В этом промежутке, требующем полноты присутствия, рождается свобода: «Цинциннат Ц. почувствовал дикий позыв к свободе, к самой простой, вещественной, вещественно-осуществимой свободе, и мгновенно вообразил — с такой чувственной отчетливостью, точно это все было текучее, венцеобразное излучение его существа…» (4,87). И для этого акта нет ритуала, нет иерархии времен. Жизнь расположена вертикально к горизонтальному движению времени. Герой соизмеряет себя с несоизмеримым. Это то, что Розанов называл «вертикальным созерцанием».
И Бергот, и Цинциннат видят одно и то же.
И тот, и другой чувствуют себя ребенком. Бергот ловит бабочку, Цинциннат сам как бабочка, которая разрывает кокон смерти. Оба героя попадают в своеобразный зазор, ecart absolu. ficart — и «зазор», и «отрыв». Они подвешены в своем состоянии.
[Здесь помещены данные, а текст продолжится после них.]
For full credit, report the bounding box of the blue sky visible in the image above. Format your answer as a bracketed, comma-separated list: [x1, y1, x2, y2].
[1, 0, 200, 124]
И оба заняты исследованием явления своими собственными глазами, при помощи осмотра. Обоим истина открывается в зрительном образе. Они видят то, чего не видит никто. За пределом возможного им открывается то, что определит всю их судьбу. Но Бергота истина, как взгляд медузы Горгоны, убивает, Цинцинната — спасает, воскрешает. И для Пруста, и для Набокова их герои — дальнобойщики видения, это идеальные образы писательского труда. Им через зрение открывается то, как надо писать.